Introduction

Marie-Claude Bernard, Hervé Breton, Livia Cadei et Varvara Ciobanu-Gout

La notion de tournant est mobilisée de manière régulière pour signaler une dynamique de mutation synonyme de changement de paradigme, une transformation des cadres de pensées, la redéfinition d’une logique, d’un mode d’existence ou d’une pratique. Tout est alors affaire de degrés. Le terme « narrativist turn » apparaît dans le domaine de la littérature anglophone avec Kreiswirth en 1992. Il est cependant possible de considérer que la notion de tournant a connu une ère faste durant les années 1990/2000. C’est en effet à cette époque que Schön (1991) fait paraître son ouvrage intitulé The Reflective Turn: Case studies in and on educational practice. De même, dans la francophonie, le philosophe Grondin fait paraître en 2003 Le tournant herméneutique de la phénoménologie. En 2011, ce sont Goodson et Gill, en sciences de l’éducation, qui publient The narrative turn in social research[1]. Chacun de ces usages signale une dynamique de changement qui s’inscrit dans une logique de transformation, voire de rupture avec les théories et pratiques précédentes[2].

En 2023, les pratiques narratives font dorénavant partie intégrante des pratiques de recherche en sciences humaines et sociales. Les débats qui concernent leur robustesse et la validité des connaissances qu’elles permettent de constituer ne sont pas éteints, loin de là. Cependant, la place et l’importance de ces approches qualitatives qui permettent d’appréhender les phénomènes éprouvés par les sujets, individus, collectifs ou communautés sont manifestes. Cette naturalisation des théories et pratiques narratives s’est déployée, dans le champ francophone de l’éducation des adultes, en étroite association avec le courant des histoires de vie en formation et de la recherche biographique en éducation. Le tournant dont il est question dans ce nouvel ouvrage paraissant en 2023 porte sur les dynamiques contemporaines, à la fois internationales et interdisciplinaires, de diffusion des pratiques narratives en sciences humaines et sociales. Il s’agit essentiellement, même si la perspective sociohistorique est bien présente dans l’ouvrage, notamment dans le cadre de la première partie, et tout spécialement à partir du texte de Matthias Finger, de donner à penser, à partir de douze textes, de la diffusion contemporaine des approches narratives, dans les domaines des sciences de l’éducation, de l’éducation et de la formation des adultes, de la recherche en sciences humaines et sociales.

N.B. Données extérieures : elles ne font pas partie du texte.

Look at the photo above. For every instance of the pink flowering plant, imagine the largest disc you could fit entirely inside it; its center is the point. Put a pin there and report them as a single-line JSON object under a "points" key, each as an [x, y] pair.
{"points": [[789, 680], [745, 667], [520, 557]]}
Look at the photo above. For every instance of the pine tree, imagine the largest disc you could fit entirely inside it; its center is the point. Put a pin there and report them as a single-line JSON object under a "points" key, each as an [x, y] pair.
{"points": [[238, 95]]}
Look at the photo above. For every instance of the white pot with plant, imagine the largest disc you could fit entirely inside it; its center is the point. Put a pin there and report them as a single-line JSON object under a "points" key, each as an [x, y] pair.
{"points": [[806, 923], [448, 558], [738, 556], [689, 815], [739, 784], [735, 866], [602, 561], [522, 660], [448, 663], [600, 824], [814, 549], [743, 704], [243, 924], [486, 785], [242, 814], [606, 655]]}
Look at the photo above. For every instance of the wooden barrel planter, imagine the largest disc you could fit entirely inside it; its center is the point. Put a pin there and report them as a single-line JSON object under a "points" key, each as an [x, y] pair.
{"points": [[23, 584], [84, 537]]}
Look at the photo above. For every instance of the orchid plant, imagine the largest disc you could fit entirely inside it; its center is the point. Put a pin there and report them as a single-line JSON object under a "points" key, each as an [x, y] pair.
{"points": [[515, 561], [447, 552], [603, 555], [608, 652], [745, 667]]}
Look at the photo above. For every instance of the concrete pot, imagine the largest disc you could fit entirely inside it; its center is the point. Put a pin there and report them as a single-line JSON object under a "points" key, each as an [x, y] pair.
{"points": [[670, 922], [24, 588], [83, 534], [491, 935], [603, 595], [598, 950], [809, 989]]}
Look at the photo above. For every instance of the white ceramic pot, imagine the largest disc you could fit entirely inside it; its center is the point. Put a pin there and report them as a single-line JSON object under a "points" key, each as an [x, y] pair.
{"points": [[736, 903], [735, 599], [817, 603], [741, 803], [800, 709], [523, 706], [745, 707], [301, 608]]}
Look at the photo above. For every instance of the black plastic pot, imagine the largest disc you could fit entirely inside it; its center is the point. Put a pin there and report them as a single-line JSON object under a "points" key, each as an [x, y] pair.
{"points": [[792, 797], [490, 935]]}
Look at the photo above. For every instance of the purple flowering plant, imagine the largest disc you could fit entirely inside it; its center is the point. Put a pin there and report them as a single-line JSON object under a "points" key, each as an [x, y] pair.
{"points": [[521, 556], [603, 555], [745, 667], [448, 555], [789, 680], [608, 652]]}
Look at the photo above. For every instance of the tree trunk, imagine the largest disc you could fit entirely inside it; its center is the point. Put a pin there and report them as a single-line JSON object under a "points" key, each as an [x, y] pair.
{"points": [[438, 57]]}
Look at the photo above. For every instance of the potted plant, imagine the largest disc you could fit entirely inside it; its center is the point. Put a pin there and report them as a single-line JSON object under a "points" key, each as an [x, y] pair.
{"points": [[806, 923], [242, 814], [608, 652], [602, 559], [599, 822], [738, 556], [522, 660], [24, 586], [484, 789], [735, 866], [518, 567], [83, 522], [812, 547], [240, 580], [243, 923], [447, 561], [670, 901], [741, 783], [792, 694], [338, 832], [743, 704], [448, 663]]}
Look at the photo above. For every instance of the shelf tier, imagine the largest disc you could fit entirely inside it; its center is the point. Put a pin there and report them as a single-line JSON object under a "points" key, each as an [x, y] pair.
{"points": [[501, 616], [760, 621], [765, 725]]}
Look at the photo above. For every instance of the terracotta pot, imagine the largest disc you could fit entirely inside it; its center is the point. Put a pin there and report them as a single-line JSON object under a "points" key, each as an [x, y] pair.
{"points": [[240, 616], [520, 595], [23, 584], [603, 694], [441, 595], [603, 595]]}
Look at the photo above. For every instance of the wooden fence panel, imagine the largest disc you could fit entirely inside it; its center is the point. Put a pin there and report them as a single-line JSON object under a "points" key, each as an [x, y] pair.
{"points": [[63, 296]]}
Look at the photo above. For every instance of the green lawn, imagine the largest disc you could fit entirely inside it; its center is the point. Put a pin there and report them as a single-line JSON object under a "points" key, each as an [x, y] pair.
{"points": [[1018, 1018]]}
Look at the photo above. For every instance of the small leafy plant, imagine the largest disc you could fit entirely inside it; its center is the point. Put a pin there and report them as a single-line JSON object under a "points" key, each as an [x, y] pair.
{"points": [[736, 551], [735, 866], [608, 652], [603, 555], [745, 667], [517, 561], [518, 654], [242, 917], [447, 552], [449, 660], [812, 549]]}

Interroger le paradigme narratif du point de vue de sa diffusion à l’international permet en effet à la fois de constater la pluralité des formes d’appropriation des récits en tant que modes d’enquête, et en tant que méthodologies d’intervention auprès de sujets ou de communautés. Cette perspective ouvre également la possibilité d’un questionnement épistémologique, la fonction des récits et les modes d’expression de soi ne pouvant être décorrélés des régimes de légitimité du discours (Foucault, 1972) imposés avec plus ou moins de force par le social, la culture, et donc l’histoire du lieu ou des régions dans lesquels la narration de soi advient. Les douze textes présentés couvrent ainsi trois continents, l’Amérique du Sud avec trois textes provenant du Brésil, l’Amérique du Nord avec trois textes provenant du Canada, l’Europe avec cinq textes provenant de la France, de l’Italie et de la Suisse, et l’Afrique avec un texte provenant du Maroc. À la lecture de ces chapitres, une compréhension advient sur la vitalité contemporaine des approches narratives et biographiques, ainsi que les singularités que prennent ces approches au gré des lieux, milieux, cultures locales ou professionnelles.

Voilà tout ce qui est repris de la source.